By FRANS de WAAL on animal cognition (Introduction)

by dhw, Wednesday, April 13, 2016, 12:27 (2907 days ago) @ David Turell

DAVID: Thank you for making my point. There is a drive to complexity which appears to exist in the evolutionary mechanism for no good reason! Where does it come from, naturally?
Answer, it is not natural. - dhw: Why is it unnatural for living organisms to wish to stay alive, or to find new ways of exploiting the conditions under which they live? We humans take this for granted, but some humans believe that only large organisms think this way. - DAVID: I remind you bacteria are still here, with the new ones found that are even more simple than the ones we knew about. They did not complexify. For life to continue, multicellularity did not have to appear. That is a step natural pressures do not explain. It is an event as mysterious and unexplained as the origin of life.
 - If the new ones are simpler than the ones we knew about, then maybe they did complexify!
 
I admire the boldness of your latest counterattack.
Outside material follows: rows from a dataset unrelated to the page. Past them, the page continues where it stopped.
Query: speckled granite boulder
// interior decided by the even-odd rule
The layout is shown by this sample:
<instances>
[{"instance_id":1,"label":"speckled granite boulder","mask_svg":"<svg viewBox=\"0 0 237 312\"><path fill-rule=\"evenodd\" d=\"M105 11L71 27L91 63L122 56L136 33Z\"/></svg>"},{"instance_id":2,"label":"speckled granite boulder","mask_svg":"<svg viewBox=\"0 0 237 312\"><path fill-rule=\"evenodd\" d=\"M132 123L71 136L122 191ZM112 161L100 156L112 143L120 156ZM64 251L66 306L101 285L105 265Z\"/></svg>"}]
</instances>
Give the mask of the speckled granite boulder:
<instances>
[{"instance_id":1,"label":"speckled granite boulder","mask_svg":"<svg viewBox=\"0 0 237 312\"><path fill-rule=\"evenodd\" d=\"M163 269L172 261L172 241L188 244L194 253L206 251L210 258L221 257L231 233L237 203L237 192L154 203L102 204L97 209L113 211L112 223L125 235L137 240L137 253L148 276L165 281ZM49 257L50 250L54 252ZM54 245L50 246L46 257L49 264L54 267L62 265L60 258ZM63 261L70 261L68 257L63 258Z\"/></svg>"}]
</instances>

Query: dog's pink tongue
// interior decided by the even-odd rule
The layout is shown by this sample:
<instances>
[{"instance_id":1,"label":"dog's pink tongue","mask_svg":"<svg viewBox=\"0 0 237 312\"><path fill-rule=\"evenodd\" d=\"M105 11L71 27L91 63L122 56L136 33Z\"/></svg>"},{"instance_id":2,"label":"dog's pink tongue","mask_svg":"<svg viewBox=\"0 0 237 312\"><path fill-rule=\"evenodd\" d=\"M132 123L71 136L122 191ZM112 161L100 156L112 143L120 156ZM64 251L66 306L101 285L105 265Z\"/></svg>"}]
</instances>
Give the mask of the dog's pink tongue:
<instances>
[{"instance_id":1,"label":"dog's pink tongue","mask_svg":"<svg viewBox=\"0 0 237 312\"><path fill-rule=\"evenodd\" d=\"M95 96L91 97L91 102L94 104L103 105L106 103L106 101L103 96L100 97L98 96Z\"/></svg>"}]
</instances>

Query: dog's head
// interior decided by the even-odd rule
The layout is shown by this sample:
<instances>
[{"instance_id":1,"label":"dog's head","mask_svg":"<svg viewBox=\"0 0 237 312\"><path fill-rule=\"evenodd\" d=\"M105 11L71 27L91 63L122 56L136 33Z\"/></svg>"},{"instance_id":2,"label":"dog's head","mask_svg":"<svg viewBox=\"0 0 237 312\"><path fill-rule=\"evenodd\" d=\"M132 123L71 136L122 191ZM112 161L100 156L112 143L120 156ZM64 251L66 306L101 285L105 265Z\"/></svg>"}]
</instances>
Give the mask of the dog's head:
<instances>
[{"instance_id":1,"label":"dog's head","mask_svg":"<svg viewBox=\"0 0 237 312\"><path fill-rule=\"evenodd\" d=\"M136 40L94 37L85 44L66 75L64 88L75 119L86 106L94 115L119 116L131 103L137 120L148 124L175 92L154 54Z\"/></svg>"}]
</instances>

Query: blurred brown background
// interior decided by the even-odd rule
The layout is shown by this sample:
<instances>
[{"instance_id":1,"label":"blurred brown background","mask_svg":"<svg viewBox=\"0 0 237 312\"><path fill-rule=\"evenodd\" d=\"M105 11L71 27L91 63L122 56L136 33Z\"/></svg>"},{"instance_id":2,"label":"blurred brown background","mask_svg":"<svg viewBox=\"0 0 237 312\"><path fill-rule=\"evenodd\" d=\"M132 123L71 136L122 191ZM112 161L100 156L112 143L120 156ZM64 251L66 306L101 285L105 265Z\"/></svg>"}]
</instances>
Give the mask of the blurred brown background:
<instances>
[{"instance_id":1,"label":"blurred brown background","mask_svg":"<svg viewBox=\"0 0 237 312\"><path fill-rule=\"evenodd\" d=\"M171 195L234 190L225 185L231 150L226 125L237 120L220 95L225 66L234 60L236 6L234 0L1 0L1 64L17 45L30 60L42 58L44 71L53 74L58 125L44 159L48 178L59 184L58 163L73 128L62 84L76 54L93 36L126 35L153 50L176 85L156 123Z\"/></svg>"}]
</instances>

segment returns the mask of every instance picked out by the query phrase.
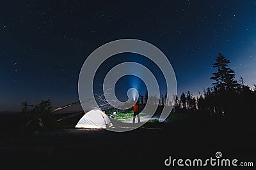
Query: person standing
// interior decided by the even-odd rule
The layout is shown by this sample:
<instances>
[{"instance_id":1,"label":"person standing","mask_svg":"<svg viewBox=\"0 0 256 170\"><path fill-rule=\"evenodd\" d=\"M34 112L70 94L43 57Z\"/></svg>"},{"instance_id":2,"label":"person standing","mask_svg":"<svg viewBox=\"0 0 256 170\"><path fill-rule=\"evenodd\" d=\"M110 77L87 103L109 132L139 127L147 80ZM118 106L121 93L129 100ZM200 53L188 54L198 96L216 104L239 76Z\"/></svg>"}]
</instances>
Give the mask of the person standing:
<instances>
[{"instance_id":1,"label":"person standing","mask_svg":"<svg viewBox=\"0 0 256 170\"><path fill-rule=\"evenodd\" d=\"M138 101L133 105L133 120L132 123L135 123L135 117L137 116L138 117L138 122L140 123L140 105Z\"/></svg>"}]
</instances>

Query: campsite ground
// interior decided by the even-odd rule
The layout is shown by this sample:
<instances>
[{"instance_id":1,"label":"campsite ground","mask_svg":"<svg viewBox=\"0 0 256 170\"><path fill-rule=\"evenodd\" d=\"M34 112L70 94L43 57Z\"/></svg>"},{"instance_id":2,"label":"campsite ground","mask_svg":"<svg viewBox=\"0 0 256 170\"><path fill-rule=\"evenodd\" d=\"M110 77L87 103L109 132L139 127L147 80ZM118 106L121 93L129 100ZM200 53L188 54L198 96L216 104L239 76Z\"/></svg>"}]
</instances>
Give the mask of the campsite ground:
<instances>
[{"instance_id":1,"label":"campsite ground","mask_svg":"<svg viewBox=\"0 0 256 170\"><path fill-rule=\"evenodd\" d=\"M127 132L69 128L5 138L0 140L1 164L20 169L159 169L166 168L164 161L170 155L204 159L214 157L216 152L255 164L254 125L225 122L177 118Z\"/></svg>"}]
</instances>

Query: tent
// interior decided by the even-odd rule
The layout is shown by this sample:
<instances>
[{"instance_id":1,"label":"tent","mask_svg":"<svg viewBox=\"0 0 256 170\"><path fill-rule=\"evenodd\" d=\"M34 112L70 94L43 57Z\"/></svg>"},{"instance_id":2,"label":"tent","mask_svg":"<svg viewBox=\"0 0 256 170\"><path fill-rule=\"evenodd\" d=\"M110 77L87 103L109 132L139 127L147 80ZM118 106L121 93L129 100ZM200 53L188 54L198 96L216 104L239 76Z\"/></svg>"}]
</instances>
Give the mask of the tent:
<instances>
[{"instance_id":1,"label":"tent","mask_svg":"<svg viewBox=\"0 0 256 170\"><path fill-rule=\"evenodd\" d=\"M75 127L106 128L113 125L109 118L99 110L91 110L85 113Z\"/></svg>"}]
</instances>

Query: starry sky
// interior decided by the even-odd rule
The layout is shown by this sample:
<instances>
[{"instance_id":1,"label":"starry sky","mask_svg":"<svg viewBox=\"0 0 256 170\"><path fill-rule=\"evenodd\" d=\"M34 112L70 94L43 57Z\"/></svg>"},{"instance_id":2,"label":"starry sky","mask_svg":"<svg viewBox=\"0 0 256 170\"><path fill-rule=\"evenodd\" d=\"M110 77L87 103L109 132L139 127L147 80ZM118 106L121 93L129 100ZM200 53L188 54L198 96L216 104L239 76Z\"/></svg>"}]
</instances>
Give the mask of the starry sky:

Over and over again, and as recently as two days ago, you have emphasized that humans and their great minds appeared “for no apparent reason in nature's pressures”, and over and over again, and as recently as two days ago, I have reminded you that “nature did not require any advance beyond bacteria. EVERY innovation is therefore the result of a drive towards improvement.” (I would include multicellularity among the innovations. Wouldn't you?) And over and over again, and as recently as yesterday, I have said that nobody knows how innovation happened. That makes it mysterious and unexplained. So what are you reminding me about? And how does it prove that the drive for survival and/or improvement is unnatural?